Press "Enter" to skip to content

Month: May 2012

Simulating random walks bridges

A random walk bridge with 1000 steps

Let us fix \( {d\geq1} \). Let \( {E_{d,n}} \) be the set of paths of the simple random walk of \( {\mathbb{Z}^d} \), with \( {2n} \) steps, starting and ending at the origin of \( {\mathbb{Z}^d} \). In other words, \( {\gamma=(\gamma_0,\ldots,\gamma_{2n})\in(\mathbb{Z}^d)^{2n}} \) belongs to \( {E_{d,n}} \) iff \( {\gamma_0=\gamma_{2n}=0} \), and \( {\gamma_{i}-\gamma_{i-1}\in\{\pm e_1,\ldots,\pm e_d\}} \) for every \( {1\leq i\leq 2n} \), where \( {e_1,\ldots,e_d} \) is the canonical basis. We have

\[ \mathrm{Card}(E_{d,n}) = \sum_{2k_1+\cdots+2k_d=2n}\binom{2n}{k_1,k_1,\ldots,k_d,k_d} =\binom{2n}{n}\sum_{k_1+\cdots+k_d=n}\binom{n}{k_1,\ldots,k_d}^2. \]
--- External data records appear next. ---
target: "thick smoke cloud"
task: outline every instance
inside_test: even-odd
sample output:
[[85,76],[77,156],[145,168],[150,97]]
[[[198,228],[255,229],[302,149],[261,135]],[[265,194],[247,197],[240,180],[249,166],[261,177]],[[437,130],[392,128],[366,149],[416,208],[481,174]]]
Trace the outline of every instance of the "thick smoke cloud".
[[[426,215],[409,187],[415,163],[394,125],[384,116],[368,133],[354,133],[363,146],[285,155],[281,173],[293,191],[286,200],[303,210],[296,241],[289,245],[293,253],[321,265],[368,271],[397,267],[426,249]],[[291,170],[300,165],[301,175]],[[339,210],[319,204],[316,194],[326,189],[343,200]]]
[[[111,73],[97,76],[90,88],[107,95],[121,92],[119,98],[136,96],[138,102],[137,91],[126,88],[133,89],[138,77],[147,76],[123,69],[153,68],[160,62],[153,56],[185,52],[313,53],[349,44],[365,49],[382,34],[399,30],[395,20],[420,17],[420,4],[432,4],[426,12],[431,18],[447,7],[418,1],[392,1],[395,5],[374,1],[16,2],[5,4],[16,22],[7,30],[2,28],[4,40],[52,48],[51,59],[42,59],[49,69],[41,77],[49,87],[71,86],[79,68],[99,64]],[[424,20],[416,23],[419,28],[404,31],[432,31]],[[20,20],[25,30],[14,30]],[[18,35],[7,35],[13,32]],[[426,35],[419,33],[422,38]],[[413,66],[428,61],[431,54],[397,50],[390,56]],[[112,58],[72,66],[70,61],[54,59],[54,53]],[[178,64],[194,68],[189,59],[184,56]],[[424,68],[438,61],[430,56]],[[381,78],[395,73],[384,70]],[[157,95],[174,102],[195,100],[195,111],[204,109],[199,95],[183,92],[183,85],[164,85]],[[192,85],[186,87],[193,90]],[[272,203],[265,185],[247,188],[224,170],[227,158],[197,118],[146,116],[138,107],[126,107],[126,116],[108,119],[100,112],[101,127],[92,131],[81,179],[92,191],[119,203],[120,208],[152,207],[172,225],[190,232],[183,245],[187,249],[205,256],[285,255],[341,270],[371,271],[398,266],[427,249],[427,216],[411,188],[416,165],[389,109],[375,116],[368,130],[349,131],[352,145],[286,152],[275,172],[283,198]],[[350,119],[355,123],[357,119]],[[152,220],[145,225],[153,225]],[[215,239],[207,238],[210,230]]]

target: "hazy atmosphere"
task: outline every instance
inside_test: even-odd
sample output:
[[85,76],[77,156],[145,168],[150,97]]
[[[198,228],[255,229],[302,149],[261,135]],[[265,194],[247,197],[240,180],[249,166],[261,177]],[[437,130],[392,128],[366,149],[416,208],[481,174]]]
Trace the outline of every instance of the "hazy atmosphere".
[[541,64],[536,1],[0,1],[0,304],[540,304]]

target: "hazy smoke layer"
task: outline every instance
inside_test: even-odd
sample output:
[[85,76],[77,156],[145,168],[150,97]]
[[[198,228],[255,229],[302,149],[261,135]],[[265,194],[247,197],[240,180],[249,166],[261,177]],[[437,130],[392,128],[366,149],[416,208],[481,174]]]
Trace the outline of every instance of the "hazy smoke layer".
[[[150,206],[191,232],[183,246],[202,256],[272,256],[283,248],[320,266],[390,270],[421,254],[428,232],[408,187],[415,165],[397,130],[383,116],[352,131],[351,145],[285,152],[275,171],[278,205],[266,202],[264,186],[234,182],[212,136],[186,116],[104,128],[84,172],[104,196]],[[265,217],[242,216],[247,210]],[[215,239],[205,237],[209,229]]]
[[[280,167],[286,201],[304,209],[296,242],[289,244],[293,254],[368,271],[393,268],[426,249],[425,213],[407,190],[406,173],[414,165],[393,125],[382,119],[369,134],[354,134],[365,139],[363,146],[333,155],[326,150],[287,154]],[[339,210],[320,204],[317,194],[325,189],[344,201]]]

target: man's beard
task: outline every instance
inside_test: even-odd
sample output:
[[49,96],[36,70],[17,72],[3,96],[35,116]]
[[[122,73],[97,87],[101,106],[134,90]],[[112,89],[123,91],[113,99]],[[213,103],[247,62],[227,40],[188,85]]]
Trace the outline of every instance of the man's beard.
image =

How to simulate the uniform law on the finite set \( {E_{d,n}} \)?

Case \( {d=1} \). The cardinal of \( {E_{1,n}} \) is huge:

\[ \mathrm{Card}(E_{1,n})=\binom{2n}{n}\sim\frac{2^{2n}}{\sqrt{n\pi}}. \]

To simulate the uniform law on \( {E_{1,n}} \), it suffices to generate uniformly \( {n} \) positions among \( {2n} \) positions, which can be done by using a random uniform permutation on the vector \( {V=(1,\ldots,1,-1,\ldots,-1)} \) which contains \( {n} \) symbols \( {+1} \) and \( {n} \) symbols \( {-1} \). This produces a random element \( {\Gamma} \) of \( {E_{1,n}} \), and for every \( {\gamma\in E_{1,n}} \), denoting \( {\Sigma} \) the set of permutations of \( {\{1,\ldots,2n\}} \) sending the \( {\pm 1} \)’s of \( {V} \) to the positions of the \( {\pm 1} \)’s in the edges of \( {\gamma} \),

\[ \mathbb{P}(\Gamma=\gamma) =\sum_{\sigma\in\Sigma}\frac{1}{(2n)!} =\frac{n!n!}{(2n)!}=\frac{1}{\mathrm{Card}(E_{1,n})}. \]

The complexity of this algorithm is linear in \( {n} \). Here is the pseudo-code:

V = [ones(1,n),-ones(1,n)]
GAMMA = cumsum([0,V(randperm(2n))])

Case \( {d=2} \). Using the Vandermonde binomial convolution formula, we find

\[ \mathrm{Card}(E_{2,n}) =\binom{2n}{n}\sum_{k}\binom{n}{k}^2 =\binom{2n}{n}^2\sim\frac{4^{2n}}{n\pi}. \]

Let us use the fact that \( {{(Z_n)}_{n\geq0}={(X_n,Y_n)}_{n\geq0}} \) is a simple random walk on \( {\mathbb{Z}^2} \) iff \( {{(X_n-Y_n)}_{n\geq0}} \) and \( {{(X_n+Y_n)}_{n\geq0}} \) are two independent simple random walks on \( {2\mathbb{Z}} \). Moreover, \( {Z_n=(0,0)} \) iff \( {X_n-Y_n=0} \) and \( {X_n+Y_n=0} \). Thus, if \( {\gamma_1} \) and \( {\gamma_2} \) are independent and uniform on \( {E_{1,n}} \) then \( {(\gamma_1-\gamma_2,\gamma_1+\gamma_2)/2} \) is uniform on \( {E_{2,n}} \). This gives again an algorithm with a linear complexity in \( {n} \). Here is the pseudo-code:

V = [ones(1,n),-ones(1,n)]
A = cumsum([0,V(randperm(2n))/2])
B = cumsum([0,V(randperm(2n))/2])
GAMMA = [A-B;A+B]

General case \( {d\geq1} \). One may compute \( {C_{d,n}=\mathrm{Card}(E_{d,n})/\binom{2n}{n}} \) recursively:

\[ C_{d,n}=\sum_{k=0}^n\binom{n}{k}^2C_{d-1,n-k}. \]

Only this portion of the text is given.